Saturday 5th June 2010 - weather: sunny start, overcast later.
Flaming June.....flaming blooming June. If the forecast is anything to go by, it will be soggy June. Not that I am moaning - no siree. The plot is like a dustbowl and my darn seeds just aren't germinating! So, bring on the rain I say.
Family visit today, with BBQ and bangers. Mark cut all the paths...in fact...he cut all the paths on the whole site. He likes to keep busy on the plot, and growing seeds and weeding really isn't his thing, but give him a power tool and he's in heaven. He did a great job, and then got out the petrol strimmer and cut back the nettles and other overgrown patches down our end of the site. He did a great job and I know everyone is grateful when he does it as they all thank me.
I got busy with my hoe...my new toy. At last, at just 39 years of age, I have mastered the hoe. The great thing is, I weed the whole plot in no time, and it looks so lovely and neat, and I am rewarded with a lovely fine tilth. Why didn't someone teach me the ways of the hoe years ago? Or is it one of those tools that you can't master until you age a little? Hmmm...should I be investing in a flat cap and a tartan thermos flask?
Weeded around beans, carrots (what carrots?), beetroot (plenty of them I am glad to report), spring onions (patchy row, but I have some at home to fill in the gaps), parsnips (no show) and florence fennel (the one that had germinated has now been killed by the May sunshine). The children and I then picked the first of the strawbs. Only a few I know, but the plants are laden with fruit, and if we get the promised rain, followed by sunshine, fingers crossed we will be sick to death of strawberries in a couple of weeks time.
Old Jack, my allotment chum, has given me 2 cucumber plants.

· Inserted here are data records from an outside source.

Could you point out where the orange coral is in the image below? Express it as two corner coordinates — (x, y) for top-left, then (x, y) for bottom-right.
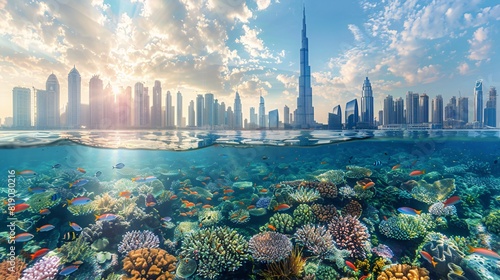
(123, 248), (177, 280)
(0, 258), (26, 280)
(377, 264), (430, 280)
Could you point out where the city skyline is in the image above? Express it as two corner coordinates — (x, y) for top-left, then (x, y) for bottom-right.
(0, 0), (500, 123)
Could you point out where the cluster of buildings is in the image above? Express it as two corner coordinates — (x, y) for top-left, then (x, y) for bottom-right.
(5, 9), (497, 130)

Good job as I neglected to scatter slug pellets around my squash plantlets, and what do you know, the slimey beasts scoffed half of them! Fortunately I did have a few spares, and I have sown some more at home, which isn't a bad thing as it will spread the harvesting period. I have planted courgettes in August before and been picking into November successfully.
Now to let 2 under aged sproglodites loose with a disposable BBQ and a box of matches. Hey presto, a lot of smoke, and arguing, then peace as they set about preparing our lunch. Lovely local bangers with fresh allotment salad. Onions, little gem lettuce and radish, all picked and placed on the grill or our gobs within a minute. Now you can't get fresher than that. Even daughter number one tried some grilled onion as she loves the smell, and she admited to liking it. So, since we have been lunching on the plot, she had taken to eating both radish, and cooked onion. What next I wonder?
Hunger and thirst sated, Mark went about building me another brassica cage to cover the recently planted curly kale and cavalo nero. I also still had a few odds and sods of the brassica world to plant, so they are now all planted ready to furnish our winter dinners with greens.
A very productive day and I left feeling very satisfied. I was hoping to get back during the next week, but I think work will take priority, especially with the weather forecast - I can see jobs backing up and me rushing to catch up. However, I do need to go back on Wednesday as I have promised a few lettuce and some rhubarb to the local country market. Maybe by then there will be more strawbs. mmmmmmm.